No but this is a real point about what entanglement is and I see little evidence that you understand it yourself, though I certainly admire the extensiveness of your reading. I don't want you sliding off into other assertions until we dig down a bit on this.
You claim that spin-orbit coupling is a manifestation of entanglement. Now I got taught about that by means of things like perturbation theory, whereby a notional one-electron state is perturbed by the influence of others, resulting in states that are not simply those of one electron systems but mixtures. You, apparently, choose to call that "entanglement". But can you tell me what it is you can measure about spin-orbit coupling that instantly reveals the value of some other quantity correlated with it. If not, what is point of describing spin-orbit interactions as "entanglement"?

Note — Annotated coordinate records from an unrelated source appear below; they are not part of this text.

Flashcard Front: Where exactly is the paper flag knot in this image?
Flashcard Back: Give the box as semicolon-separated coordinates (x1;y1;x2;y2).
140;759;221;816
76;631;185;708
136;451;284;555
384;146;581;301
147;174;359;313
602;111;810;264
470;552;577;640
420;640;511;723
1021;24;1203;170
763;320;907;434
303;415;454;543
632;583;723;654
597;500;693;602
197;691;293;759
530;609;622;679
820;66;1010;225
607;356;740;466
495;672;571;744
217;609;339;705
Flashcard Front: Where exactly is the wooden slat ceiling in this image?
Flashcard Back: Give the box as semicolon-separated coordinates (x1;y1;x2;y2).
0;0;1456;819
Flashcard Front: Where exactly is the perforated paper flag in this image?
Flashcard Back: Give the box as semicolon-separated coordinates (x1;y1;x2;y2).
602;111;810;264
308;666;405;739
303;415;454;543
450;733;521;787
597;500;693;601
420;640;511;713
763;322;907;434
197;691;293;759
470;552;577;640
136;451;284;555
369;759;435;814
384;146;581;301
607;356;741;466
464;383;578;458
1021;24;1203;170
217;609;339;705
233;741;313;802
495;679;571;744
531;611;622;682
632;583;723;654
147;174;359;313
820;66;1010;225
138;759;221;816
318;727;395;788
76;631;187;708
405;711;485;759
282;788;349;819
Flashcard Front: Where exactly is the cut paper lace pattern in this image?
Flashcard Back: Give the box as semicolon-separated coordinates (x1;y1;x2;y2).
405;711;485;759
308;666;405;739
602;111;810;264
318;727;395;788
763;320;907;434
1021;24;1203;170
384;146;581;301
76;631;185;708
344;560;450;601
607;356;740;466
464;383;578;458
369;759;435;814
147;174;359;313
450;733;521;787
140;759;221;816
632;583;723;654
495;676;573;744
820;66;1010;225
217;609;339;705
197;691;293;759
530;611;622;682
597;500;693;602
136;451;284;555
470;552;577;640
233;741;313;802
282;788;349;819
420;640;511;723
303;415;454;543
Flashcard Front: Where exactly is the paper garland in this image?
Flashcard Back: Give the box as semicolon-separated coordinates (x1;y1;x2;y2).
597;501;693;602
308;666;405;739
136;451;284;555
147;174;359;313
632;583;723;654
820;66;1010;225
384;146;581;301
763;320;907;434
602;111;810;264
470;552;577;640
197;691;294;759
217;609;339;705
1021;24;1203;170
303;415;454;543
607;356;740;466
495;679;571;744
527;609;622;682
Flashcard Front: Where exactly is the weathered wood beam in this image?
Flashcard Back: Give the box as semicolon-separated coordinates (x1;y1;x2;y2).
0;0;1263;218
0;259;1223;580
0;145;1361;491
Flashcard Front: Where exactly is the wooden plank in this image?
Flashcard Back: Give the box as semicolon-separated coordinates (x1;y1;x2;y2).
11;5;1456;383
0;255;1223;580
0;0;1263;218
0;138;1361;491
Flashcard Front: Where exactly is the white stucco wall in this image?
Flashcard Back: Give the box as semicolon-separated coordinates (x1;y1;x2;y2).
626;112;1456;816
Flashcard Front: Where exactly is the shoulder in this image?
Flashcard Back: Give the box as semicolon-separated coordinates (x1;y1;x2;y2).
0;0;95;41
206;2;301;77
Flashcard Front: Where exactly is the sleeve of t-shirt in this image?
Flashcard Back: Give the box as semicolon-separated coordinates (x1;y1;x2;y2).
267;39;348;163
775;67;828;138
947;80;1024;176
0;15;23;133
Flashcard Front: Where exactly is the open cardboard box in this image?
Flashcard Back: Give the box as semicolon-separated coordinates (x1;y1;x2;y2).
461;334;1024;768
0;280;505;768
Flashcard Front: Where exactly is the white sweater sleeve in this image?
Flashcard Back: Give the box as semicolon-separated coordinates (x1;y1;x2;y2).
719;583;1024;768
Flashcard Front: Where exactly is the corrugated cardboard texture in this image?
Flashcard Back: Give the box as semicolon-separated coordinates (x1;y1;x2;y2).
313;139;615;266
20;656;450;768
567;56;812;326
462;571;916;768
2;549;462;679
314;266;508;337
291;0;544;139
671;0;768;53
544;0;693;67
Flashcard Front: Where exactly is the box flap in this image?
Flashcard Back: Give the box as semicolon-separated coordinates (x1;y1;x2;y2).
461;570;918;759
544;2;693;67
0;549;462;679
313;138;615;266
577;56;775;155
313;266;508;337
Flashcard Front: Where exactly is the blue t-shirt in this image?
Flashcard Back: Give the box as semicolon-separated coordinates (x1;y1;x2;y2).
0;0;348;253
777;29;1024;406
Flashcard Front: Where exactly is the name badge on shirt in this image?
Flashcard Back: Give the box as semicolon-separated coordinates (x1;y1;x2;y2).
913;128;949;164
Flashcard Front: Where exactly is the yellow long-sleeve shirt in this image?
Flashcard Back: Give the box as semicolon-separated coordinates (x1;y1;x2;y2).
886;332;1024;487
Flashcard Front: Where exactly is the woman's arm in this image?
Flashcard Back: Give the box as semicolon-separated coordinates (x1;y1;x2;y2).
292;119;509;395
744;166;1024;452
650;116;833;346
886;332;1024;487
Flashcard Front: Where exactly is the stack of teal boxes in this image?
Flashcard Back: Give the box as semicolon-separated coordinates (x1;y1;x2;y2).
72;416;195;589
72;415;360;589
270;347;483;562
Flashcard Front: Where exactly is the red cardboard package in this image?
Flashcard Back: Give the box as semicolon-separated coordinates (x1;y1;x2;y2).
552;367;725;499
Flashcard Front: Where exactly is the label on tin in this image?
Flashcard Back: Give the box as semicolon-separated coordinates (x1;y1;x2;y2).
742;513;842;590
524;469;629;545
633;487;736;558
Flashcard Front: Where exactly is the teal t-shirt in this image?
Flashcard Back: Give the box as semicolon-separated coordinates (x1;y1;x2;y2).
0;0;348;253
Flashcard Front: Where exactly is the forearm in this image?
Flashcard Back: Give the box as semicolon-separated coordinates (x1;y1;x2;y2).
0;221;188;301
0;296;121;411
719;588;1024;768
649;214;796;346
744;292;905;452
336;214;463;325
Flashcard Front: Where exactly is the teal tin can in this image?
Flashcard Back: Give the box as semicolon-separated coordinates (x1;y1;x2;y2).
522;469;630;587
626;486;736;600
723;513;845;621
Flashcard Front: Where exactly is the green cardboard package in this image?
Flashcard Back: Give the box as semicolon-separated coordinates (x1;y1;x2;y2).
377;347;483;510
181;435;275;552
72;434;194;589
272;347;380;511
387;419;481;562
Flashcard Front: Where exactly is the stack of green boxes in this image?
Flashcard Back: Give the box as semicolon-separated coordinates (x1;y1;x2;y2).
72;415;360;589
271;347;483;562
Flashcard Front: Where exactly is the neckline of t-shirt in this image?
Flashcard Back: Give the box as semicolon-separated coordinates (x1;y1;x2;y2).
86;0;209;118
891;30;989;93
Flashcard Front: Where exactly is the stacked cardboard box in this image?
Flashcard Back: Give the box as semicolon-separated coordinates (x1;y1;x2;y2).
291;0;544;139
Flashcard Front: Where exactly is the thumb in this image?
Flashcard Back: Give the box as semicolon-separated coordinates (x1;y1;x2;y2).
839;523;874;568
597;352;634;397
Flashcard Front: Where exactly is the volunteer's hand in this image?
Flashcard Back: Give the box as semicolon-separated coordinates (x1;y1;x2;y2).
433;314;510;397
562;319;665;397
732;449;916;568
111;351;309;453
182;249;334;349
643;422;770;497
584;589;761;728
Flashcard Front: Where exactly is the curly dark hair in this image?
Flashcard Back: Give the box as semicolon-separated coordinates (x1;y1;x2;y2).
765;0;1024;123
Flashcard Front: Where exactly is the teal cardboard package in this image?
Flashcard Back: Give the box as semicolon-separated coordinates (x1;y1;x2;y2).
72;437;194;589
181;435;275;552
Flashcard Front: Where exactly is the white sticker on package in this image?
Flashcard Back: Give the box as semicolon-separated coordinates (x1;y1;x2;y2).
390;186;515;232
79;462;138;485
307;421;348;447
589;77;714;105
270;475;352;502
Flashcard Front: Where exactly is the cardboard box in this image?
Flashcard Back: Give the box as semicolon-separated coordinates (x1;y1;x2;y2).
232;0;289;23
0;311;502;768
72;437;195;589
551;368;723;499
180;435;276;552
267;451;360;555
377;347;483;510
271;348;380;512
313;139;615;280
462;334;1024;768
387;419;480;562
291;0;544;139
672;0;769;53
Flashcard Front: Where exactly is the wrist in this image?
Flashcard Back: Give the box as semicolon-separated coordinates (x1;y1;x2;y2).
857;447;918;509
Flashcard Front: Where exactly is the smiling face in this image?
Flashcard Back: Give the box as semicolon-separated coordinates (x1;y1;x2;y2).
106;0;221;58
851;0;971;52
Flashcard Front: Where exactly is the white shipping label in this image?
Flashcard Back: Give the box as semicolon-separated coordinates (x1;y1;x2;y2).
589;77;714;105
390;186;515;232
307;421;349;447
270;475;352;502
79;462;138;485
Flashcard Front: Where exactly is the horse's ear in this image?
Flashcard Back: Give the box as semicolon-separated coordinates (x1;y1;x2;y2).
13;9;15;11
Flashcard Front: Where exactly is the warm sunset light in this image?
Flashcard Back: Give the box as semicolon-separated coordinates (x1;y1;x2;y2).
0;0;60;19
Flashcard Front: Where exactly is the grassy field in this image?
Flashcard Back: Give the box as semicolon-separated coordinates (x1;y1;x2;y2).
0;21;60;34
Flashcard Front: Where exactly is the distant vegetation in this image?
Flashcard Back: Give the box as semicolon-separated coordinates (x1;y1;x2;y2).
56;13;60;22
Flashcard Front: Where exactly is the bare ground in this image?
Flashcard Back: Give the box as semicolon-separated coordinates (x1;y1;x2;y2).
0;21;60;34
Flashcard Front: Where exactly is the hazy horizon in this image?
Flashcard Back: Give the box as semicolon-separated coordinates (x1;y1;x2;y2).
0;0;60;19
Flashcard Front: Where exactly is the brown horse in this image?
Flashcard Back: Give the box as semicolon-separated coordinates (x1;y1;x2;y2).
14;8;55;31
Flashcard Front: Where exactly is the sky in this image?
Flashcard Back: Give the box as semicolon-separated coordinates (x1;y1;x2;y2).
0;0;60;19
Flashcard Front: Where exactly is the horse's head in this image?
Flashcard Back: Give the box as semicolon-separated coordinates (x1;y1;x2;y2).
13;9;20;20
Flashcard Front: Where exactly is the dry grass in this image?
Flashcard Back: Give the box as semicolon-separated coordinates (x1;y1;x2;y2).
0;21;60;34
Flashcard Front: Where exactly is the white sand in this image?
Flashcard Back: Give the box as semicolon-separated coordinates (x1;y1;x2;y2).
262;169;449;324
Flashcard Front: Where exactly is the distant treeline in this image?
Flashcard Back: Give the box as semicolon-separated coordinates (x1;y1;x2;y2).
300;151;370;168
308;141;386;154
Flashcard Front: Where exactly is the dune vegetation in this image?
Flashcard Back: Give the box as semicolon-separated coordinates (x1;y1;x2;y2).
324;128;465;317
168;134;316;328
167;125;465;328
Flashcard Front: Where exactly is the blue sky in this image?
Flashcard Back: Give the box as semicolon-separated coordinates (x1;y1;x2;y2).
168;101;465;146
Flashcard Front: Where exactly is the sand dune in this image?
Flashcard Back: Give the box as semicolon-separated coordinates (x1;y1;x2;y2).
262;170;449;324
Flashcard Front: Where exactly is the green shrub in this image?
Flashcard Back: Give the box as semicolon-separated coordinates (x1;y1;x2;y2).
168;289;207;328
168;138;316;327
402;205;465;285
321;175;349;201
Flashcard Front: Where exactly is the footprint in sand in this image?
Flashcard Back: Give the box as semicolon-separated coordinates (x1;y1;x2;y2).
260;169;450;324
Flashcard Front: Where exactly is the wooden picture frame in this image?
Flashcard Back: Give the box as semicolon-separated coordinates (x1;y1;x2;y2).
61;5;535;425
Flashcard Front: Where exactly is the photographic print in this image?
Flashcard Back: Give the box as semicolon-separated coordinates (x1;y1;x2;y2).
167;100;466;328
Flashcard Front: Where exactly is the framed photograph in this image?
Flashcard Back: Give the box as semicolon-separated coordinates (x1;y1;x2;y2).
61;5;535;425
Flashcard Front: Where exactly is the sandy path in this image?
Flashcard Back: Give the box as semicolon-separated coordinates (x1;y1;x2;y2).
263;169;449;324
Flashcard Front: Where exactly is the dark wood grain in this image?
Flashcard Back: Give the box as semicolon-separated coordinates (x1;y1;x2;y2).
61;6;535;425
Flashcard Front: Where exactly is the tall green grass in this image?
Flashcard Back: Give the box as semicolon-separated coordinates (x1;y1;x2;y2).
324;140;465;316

I am resisting this all-embracing usage of entanglement you are promoting because it strikes me as unhelpful, glib and obscurantist. It seems to try to make something we understand mysterious again. That is not what science ought to do. Mixing of states, in various contexts, is bread and butter for the quantum chemist, not least to explain chemical bonding. We never called that entanglement and I am glad we didn't.
Please, if you are convinced that the concept of entanglement provides useful insights into the nature of spin-orbit coupling, show me how you demonstrate its utility in this context. And then, if it can be applied to chemical bonding, I'd like to have a think about that as well.
In quantum entanglement there is not known interaction between the entangled subjects.
Spin-orbit coupling or atom surface entanglement appears to me an unwarranted effort to promote already non intuitive concept of entanglement.